Other News Materials 28 February 2008 20:21 (UTC +04:00)

( dpa ) - Estonian President Toomas Hendrik Ilves said Thursday he was sorry for misinterpreted remarks in a recent BBC interview that caused a storm of criticism from Estonia's Russian- speaking minority.

"I'm really sorry that my words were interpreted as offensive toward someone's language or national feelings," Ilves told the Swedish news agency TT, according to Postimees (The Courier) newspaper.

Estonia is a safe home for anyone whose native language is not Estonian, he said.

The president faced sharp criticism for his remarks to the BBC, saying that learning Russian would mean downplaying the years of Soviet occupation. A spokesperson for the president said his remarks were misinterpreted.

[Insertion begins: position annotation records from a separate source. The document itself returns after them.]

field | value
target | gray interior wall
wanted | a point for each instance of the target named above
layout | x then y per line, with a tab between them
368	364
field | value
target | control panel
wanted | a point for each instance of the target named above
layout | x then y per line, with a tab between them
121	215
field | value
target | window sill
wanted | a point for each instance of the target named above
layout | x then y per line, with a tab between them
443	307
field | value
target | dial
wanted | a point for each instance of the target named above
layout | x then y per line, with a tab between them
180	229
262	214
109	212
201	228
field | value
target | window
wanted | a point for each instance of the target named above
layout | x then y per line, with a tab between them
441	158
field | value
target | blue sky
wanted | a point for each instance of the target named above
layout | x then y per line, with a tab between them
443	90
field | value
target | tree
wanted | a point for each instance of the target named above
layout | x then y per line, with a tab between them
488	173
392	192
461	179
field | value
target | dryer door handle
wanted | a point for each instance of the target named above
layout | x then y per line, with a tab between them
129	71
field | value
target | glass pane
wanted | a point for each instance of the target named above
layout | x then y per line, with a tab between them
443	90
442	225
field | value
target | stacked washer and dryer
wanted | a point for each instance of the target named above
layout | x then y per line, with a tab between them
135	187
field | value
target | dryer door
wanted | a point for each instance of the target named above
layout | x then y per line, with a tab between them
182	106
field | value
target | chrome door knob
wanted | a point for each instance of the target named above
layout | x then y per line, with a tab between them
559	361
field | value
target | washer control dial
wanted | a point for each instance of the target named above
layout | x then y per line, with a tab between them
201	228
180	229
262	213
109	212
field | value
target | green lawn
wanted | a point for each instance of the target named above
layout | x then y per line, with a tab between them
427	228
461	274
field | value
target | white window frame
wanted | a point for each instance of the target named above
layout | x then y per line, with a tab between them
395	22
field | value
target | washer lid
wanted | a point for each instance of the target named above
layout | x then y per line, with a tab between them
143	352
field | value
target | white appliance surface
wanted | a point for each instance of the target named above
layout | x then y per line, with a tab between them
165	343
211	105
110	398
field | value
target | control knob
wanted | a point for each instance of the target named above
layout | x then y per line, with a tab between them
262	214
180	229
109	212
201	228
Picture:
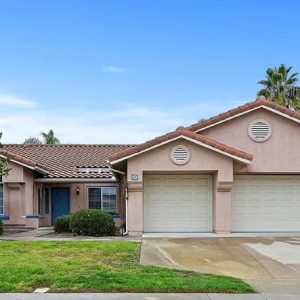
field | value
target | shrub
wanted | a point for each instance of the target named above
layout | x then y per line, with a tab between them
62	224
92	222
1	227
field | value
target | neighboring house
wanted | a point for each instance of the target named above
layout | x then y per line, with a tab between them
47	181
236	172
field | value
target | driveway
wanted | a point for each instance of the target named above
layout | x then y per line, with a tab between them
268	264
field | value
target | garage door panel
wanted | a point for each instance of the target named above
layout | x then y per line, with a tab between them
266	203
179	203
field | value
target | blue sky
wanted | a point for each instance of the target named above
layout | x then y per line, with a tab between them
113	71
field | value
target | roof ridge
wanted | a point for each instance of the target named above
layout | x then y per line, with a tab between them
70	145
122	155
260	101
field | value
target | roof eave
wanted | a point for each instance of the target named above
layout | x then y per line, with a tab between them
246	112
236	158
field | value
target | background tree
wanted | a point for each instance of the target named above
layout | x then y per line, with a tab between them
280	86
33	141
50	138
3	162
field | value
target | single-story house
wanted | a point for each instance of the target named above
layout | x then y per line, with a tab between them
236	172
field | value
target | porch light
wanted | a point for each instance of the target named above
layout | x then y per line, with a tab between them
77	190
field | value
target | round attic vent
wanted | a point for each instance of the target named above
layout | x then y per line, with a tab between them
180	155
259	130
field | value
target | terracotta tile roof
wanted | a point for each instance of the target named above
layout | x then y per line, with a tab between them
19	158
62	161
181	131
248	106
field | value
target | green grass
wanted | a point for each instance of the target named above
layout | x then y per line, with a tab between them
102	266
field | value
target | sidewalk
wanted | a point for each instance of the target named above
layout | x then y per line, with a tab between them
124	296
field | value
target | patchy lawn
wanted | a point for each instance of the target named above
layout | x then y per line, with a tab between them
104	266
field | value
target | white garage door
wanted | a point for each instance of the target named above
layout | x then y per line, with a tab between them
266	203
177	203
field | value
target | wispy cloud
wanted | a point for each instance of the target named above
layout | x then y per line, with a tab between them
114	69
11	100
131	123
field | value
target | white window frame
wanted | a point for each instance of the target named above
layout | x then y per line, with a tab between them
101	203
2	206
42	201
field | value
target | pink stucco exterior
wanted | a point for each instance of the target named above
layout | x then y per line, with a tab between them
202	161
277	155
20	197
284	145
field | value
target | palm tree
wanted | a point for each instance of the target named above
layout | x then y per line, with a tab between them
33	141
50	138
280	87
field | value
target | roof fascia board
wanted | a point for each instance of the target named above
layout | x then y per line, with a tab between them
248	111
36	168
17	162
77	180
243	160
246	161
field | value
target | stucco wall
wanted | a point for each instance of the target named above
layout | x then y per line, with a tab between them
280	153
77	201
202	161
17	197
21	197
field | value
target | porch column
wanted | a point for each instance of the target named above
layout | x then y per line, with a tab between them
223	207
135	208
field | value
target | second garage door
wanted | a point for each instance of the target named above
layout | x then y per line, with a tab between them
266	203
177	203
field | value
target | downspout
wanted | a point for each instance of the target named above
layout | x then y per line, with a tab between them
126	197
126	212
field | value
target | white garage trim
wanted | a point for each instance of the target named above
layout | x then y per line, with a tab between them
266	203
177	203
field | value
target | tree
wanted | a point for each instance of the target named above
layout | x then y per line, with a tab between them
3	163
280	86
33	141
50	138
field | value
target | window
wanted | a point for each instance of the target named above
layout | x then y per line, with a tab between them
103	198
1	197
43	201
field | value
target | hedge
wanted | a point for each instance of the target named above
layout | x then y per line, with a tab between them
92	222
62	224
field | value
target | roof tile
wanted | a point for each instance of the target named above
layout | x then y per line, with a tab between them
62	161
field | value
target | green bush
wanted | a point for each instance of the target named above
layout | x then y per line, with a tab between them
1	227
62	224
92	222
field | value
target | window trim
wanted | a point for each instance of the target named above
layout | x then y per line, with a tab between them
2	184
103	187
41	210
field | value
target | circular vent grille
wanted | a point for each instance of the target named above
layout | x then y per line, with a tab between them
259	130
180	155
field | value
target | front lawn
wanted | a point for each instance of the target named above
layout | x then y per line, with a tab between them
102	266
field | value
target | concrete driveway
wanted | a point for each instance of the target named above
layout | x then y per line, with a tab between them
268	264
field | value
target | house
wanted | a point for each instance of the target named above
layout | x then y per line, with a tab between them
236	172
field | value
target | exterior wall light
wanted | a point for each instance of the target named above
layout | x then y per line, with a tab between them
77	190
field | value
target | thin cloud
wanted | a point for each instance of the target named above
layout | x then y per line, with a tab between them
131	124
10	100
114	69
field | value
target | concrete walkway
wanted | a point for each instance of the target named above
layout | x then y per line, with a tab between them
123	296
270	265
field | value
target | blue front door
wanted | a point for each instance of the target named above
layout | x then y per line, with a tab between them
60	202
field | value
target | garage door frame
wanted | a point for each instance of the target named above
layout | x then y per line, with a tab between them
268	208
210	199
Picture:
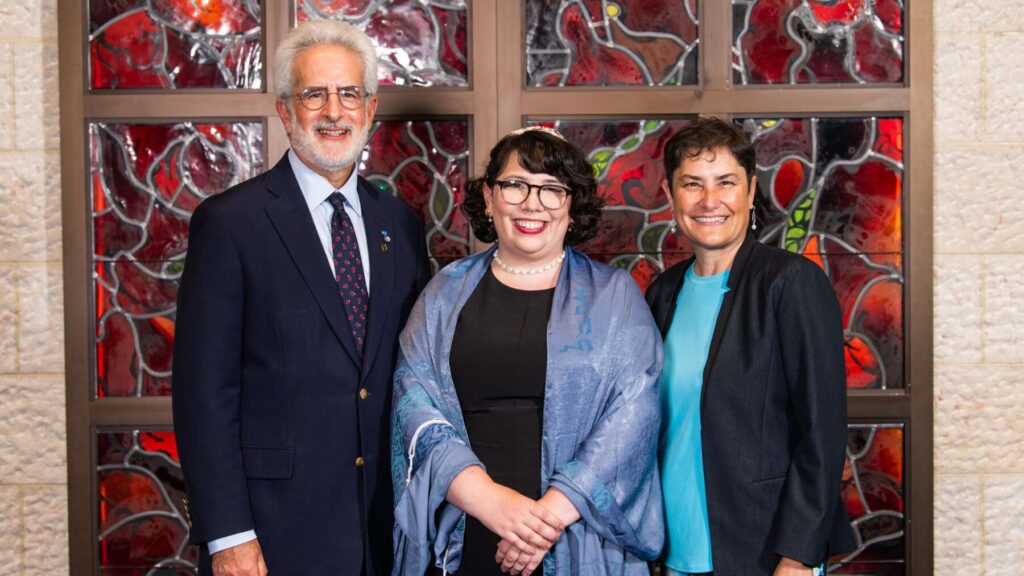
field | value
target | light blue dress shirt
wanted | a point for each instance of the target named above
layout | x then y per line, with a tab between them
686	346
315	191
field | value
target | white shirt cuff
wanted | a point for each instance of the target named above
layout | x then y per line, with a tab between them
221	544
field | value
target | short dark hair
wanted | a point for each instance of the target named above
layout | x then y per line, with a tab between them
540	153
708	134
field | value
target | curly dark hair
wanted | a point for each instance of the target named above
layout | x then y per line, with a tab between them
540	153
708	134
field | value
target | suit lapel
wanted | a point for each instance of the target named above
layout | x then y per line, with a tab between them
291	218
378	220
735	275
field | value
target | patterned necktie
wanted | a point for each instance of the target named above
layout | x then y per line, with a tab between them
348	270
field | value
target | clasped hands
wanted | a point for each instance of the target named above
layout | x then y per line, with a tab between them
528	528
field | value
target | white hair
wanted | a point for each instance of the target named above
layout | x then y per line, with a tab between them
323	33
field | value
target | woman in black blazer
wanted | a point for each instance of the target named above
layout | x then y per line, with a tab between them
754	386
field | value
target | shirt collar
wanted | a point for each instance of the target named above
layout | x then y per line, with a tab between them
315	189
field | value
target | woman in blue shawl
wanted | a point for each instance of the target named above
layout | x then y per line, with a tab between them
525	412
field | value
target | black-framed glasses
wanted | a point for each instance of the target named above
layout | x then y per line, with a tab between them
315	97
516	192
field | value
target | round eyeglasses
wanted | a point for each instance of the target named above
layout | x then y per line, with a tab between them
515	193
315	97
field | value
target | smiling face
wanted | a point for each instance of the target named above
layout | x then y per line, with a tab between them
529	235
711	200
331	139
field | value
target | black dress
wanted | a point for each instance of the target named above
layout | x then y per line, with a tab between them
499	360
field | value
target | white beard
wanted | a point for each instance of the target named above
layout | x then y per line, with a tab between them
305	145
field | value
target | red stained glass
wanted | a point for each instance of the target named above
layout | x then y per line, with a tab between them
873	492
627	157
419	42
426	164
829	189
817	41
594	43
146	179
174	44
832	189
141	523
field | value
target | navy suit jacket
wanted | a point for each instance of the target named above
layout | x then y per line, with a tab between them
772	411
271	403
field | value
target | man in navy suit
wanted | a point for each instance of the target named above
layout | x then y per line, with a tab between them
295	288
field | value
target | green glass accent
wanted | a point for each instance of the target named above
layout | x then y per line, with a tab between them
600	158
439	207
799	224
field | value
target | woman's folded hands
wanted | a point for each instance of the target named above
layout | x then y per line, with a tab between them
527	526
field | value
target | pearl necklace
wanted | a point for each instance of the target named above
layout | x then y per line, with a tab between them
527	271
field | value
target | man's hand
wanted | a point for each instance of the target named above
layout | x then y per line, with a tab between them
513	561
790	567
244	560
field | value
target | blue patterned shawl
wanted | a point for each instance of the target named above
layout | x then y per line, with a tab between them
601	418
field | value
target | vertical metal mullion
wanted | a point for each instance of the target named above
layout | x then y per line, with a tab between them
919	306
715	32
72	22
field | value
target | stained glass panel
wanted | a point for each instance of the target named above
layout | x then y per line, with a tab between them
145	181
425	163
873	492
627	156
175	44
817	41
832	189
142	525
599	43
419	42
828	188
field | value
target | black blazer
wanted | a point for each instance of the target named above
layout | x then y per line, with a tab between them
772	411
268	400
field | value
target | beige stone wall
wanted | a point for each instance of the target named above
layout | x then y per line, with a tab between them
979	291
979	287
33	470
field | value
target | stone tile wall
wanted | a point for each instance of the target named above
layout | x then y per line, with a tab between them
33	460
979	287
979	291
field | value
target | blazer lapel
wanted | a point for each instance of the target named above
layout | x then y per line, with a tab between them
378	221
291	218
735	275
671	296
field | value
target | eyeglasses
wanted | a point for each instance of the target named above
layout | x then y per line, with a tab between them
315	97
515	193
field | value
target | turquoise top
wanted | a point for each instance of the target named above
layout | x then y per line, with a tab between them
688	535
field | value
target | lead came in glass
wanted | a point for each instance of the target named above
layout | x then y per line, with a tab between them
873	493
817	41
419	42
175	44
142	522
634	230
832	189
600	43
425	163
145	180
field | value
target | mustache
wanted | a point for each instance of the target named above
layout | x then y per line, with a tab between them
334	126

"Comparing the text of the publication with the transcript one can conclude that the journalist considerably freely utilized the original material," the Estonian Television website said on Thursday.

The website of the Russian-language newspaper "Narvskaya Gazeta" published the transcript of the interview obtained from the BBC journalist Tim Whewall.

"Speaking Russian, Ilves said firmly, would mean accepting 50 years of Soviet brutalisation because most Russian-speakers settled in Estonia only after it was occupied by the USSR towards the end of World War II," the BBC Web site quoted Ilves in its report.

Estonia won back its independence in 1991 as the Soviet Union disintegrated.

Estonia, like its Baltic neighbours Latvia and Lithuania, had broken free from Russia in 1918 but was occupied by the Soviet Union in 1940, seized by Nazi Germany in 1941 and again taken over by Moscow in 1944.

The Soviets deported many Estonians to Siberia. Others fled to the West during the Soviet era.

Ethnic Russians and Russian-speaking residents flooded the small Baltic nation, part of the Soviet policy to tip the ethnic balance. One-third of Estonia's 1.3 million people are Russian speakers.

Born in Sweden in 1953 to Estonian refugee parents, Ilves grew up in the US, worked in Germany, and moved to Estonia after independence, launching a political career that saw him elected as president in 2006.

He doesn't speak Russian, although since taking office he has often stressed that his mother was born in Russia and that his grandmother was an ethnic Russian.

He speaks fluent English and German and recently started studying French.